I am considering the following problem:
Given a graph $G=(V,E)$ with $|V|=4n$ vertices, can we color the vertices in two colors (red and blue) with the additional constraint that for each vertex subsets: $\{1,2,3,4\}, \{5,6,7,8\}, \ldots, \{4n-3,4n-2,4n-1,4n\}$, exactly two of them are colored red?
- The usual constraint that two vertices connected by an edge must always have different colors AND
- The additional constraint that for all of the following vertex subsets: $\{1,2,3,4\}, \{5,6,7,8\}, \ldots, \{4n-3,4n-2,4n-1,4n\}$, exactly two vertices are colored red (and thus exactly two are blue)?
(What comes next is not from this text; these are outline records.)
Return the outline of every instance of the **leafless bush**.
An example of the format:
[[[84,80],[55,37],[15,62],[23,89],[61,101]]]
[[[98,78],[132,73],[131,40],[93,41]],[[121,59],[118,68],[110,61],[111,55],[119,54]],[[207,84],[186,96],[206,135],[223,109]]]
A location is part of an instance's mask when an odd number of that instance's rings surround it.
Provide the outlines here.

I think this problem has two flavors. On one hand it's obviously the "bit more constrained version" of 2-coloring, which makes me feel that this problem could be in $\mathsf{P}$ because 2-coloring is. On the other hand, the "exactly two colors" constraint looks like a generic 4-SAT-like relation that in the general case creates an $\mathsf{NP}$-hard constraint satisfaction problem from Schaefer's dichotomy theorem.
Because of this intermediate nature, I feel like maybe this kind of problem is well studied even. Can anybody come up with a $\mathsf{P}$ or $\mathsf{NP}$-hardness proof, or point to some literature concerning this kind of problem? It's quite hard to search for these weird variant problems without knowing their name... I understand that it's a bit similar to problems that were discussed here and there, but I don't see an obvious reduction.
I am actually interested in the more general case where we group the vertices into non-overlapping subsets of size $2k$, where each subsets need to have exactly $k$ reds. The case of $k=1$ is easily seen to be in $\mathsf{P}$, because it is essentially 2-SAT. The problem I wrote above corresponds to the case of $k=2$, which is the smallest case I cannot prove either way.